Mientras, Korta va a lo suyo. El bueno de Jose Luis ha empezado, como casi siempre, perdiendo y con sus huesos en el campamento pobre…bueno, mejor dicho, en lo que debían convertir en un campamento. Un lugar incómodo, en mitad de una gran roca, con el viento helado de la Patagonia andina azotando a este grupo de aventureros. Además, para construir la cabaña, Korta ha vuelto a demostrar que, para lo bueno o para lo malo, no acepta aportaciones para su diseño “arquitectónico”.
Y en mitad del caos, tras la derrota y la incómoda situación provocada por Juanito, uno de los participantes se lió la manta a la cabeza y empezó a comportarse de forma un tanto extraña. Alonso, no se sabe muy bien por qué motivo, decidió que iba a dormir solito, en mitad del bosque, con la única protección de su saco de dormir para hacer frente al frío de la noche patagónica.

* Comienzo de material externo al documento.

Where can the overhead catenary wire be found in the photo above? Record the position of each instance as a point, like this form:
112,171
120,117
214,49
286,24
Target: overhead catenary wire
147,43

A estas alturas, las vicisitudes del equipo de los Cóndores parecen una mera anécdota comparadas con el terremoto ( sin parangón en la escala Richter) que se ha disparado entre los Pumas de Korta y Juanito.
Los capitaneados por Eneritz Iturriaga, una ciclista de mucho carácter, ganaron el Juego de Inmunidad gracias a una carrera de rafting trepidante, en la que fueron capaces de organizarse mejor que sus rivales. La victoria les llevó al campamento rico, les recompensó con un asado de cordero y les dio la tranquilidad necesaria para construir la cabaña junto a un lago. Además, los Cóndores descubrieron que su segunda capitana es otra joven deportista vasca, la judoka getxotarra Yahaira Agirre.
Pero cuidado, entre tanto buen rollo siempre hay un “aguafiestas”…a Javi no parece hacerle tanta gracia el ambiente festivo de sus “guays” compañeros de aventura.